LLM Pretraining & Token Generation
import torch
from transformers import AutoTokenizer, AutoModelForCausalLM
# ━━━━━━━━━━━━━━━━━━━━━━━━━━━━━━━━━━━━━━━━━━━━━━━━━━━━
# LLM PRETRAINING OBJECTIVE: Next Token Prediction
# ━━━━━━━━━━━━━━━━━━━━━━━━━━━━━━━━━━━━━━━━━━━━━━━━━━━━
# Input: "The cat sat on the"
# Target: "cat sat on the mat" (shifted right by 1)
# Loss: CrossEntropyLoss averaged over all positions
# This forces the model to learn EVERYTHING about language:
# - Grammar ("The [NOUN]" not "The [VERB]")
# - Facts ("Paris is the capital of [France]")
# - Reasoning ("If A=B and B=C then A=[C]")
# - Code ("def sum(lst): return [sum(lst)]")
# ━━━━━━━━━━━━━━━━━━━━━━━━━━━━━━━━━━━━━━━━━━━━━━━━━━━━
# AUTOREGRESSIVE GENERATION — token by token
# ━━━━━━━━━━━━━━━━━━━━━━━━━━━━━━━━━━━━━━━━━━━━━━━━━━━━
tokenizer = AutoTokenizer.from_pretrained("gpt2")
model = AutoModelForCausalLM.from_pretrained("gpt2")
model.eval()
prompt = "Artificial intelligence is"
input_ids = tokenizer.encode(prompt, return_tensors="pt")
# Step-by-step autoregressive generation (what model.generate() does internally)
generated = input_ids.clone()
with torch.no_grad():
for step in range(20):
outputs = model(generated)
logits = outputs.logits[:, -1, :] # logits for LAST position only: [1, vocab_size]
probs = torch.softmax(logits, dim=-1) # probability over 50257 tokens
# Greedy: always pick the most likely next token
next_token = probs.argmax(dim=-1, keepdim=True) # [1, 1]
# Append to sequence
generated = torch.cat([generated, next_token], dim=1) # [1, len+1]
decoded_next = tokenizer.decode(next_token[0])
print(f" Step {step+1:2d}: next token = '{decoded_next}' (p={probs.max():.2%})")
final_text = tokenizer.decode(generated[0], skip_special_tokens=True)
print(f"\nGenerated: {final_text}")
# ━━━━━━━━━━━━━━━━━━━━━━━━━━━━━━━━━━━━━━━━━━━━━━━━━━━━
# KEY VOCABULARY SIZES
# ━━━━━━━━━━━━━━━━━━━━━━━━━━━━━━━━━━━━━━━━━━━━━━━━━━━━
vocab_sizes = {
"GPT-2": 50_257,
"GPT-3/4": 100_277, # cl100k_base tiktoken
"LLaMA 3": 128_256,
"BERT": 30_522,
}
for model_name, vocab_size in vocab_sizes.items():
print(f" {model_name:12s}: {vocab_size:,} tokens")Tip
Tip
Practice How LLMs Work Pretraining Autoregressive Generation in small, isolated examples before integrating into larger projects. Breaking concepts into small experiments builds genuine understanding faster than reading alone.
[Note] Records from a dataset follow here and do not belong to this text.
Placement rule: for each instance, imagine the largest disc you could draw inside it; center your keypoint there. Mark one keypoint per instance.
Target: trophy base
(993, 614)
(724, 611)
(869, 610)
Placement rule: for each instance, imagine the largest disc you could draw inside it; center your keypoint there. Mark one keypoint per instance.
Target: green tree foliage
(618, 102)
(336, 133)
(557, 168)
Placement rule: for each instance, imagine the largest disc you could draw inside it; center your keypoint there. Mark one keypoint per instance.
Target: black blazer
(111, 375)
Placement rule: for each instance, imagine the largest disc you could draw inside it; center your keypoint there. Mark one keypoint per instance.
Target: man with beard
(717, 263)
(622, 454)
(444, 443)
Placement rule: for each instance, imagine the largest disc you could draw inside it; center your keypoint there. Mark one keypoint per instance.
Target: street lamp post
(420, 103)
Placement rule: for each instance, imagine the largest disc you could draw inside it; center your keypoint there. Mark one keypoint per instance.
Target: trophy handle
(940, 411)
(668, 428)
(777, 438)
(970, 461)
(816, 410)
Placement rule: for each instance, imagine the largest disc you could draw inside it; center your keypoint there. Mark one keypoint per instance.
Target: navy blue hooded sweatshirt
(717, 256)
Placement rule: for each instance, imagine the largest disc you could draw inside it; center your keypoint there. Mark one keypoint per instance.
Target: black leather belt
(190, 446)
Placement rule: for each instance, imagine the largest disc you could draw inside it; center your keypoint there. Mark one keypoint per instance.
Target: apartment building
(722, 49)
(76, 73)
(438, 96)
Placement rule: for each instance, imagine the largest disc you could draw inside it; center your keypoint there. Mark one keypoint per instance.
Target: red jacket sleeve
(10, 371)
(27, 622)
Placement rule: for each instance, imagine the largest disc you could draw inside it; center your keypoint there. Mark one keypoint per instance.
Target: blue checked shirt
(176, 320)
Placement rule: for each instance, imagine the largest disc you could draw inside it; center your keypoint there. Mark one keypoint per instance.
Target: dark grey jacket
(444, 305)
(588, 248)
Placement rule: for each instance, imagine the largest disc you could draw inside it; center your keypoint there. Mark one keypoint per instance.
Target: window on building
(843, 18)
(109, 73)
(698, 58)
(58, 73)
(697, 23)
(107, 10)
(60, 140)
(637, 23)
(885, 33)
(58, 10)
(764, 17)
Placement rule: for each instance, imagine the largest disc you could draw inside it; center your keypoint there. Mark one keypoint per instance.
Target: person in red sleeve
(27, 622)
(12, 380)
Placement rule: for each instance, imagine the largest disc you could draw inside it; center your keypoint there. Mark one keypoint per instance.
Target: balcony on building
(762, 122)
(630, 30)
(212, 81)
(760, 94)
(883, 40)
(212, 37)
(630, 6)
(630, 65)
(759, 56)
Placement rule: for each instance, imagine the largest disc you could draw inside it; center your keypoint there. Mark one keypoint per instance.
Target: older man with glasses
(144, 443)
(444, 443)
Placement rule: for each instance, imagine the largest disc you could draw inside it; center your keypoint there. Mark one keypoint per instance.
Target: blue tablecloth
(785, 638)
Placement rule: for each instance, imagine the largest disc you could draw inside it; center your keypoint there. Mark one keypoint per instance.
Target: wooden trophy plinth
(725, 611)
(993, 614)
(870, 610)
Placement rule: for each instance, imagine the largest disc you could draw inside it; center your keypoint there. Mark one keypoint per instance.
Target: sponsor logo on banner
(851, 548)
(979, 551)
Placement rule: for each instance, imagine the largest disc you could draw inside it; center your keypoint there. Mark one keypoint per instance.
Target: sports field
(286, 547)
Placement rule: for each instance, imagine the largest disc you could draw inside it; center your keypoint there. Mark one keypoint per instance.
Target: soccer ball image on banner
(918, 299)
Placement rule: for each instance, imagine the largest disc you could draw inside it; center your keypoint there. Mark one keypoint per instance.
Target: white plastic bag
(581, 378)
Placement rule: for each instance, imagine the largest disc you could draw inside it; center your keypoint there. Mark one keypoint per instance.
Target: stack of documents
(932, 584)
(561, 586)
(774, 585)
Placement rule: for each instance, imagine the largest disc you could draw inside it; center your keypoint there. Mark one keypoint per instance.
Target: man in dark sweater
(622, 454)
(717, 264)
Modern NLP = Transformer-based. Pre-train, then fine-tune.
Practice Task
Note
Practice Task — (1) Write a working example of How LLMs Work Pretraining Autoregressive Generation from scratch without looking at notes. (2) Modify it to handle an edge case (empty input, null value, or error state). (3) Share your solution in the Priygop community for feedback.
Quick Quiz
Common Mistake
Warning
A common mistake with How LLMs Work Pretraining Autoregressive Generation is skipping edge case testing — empty inputs, null values, and unexpected data types. Always validate boundary conditions to write robust, production-ready ai code.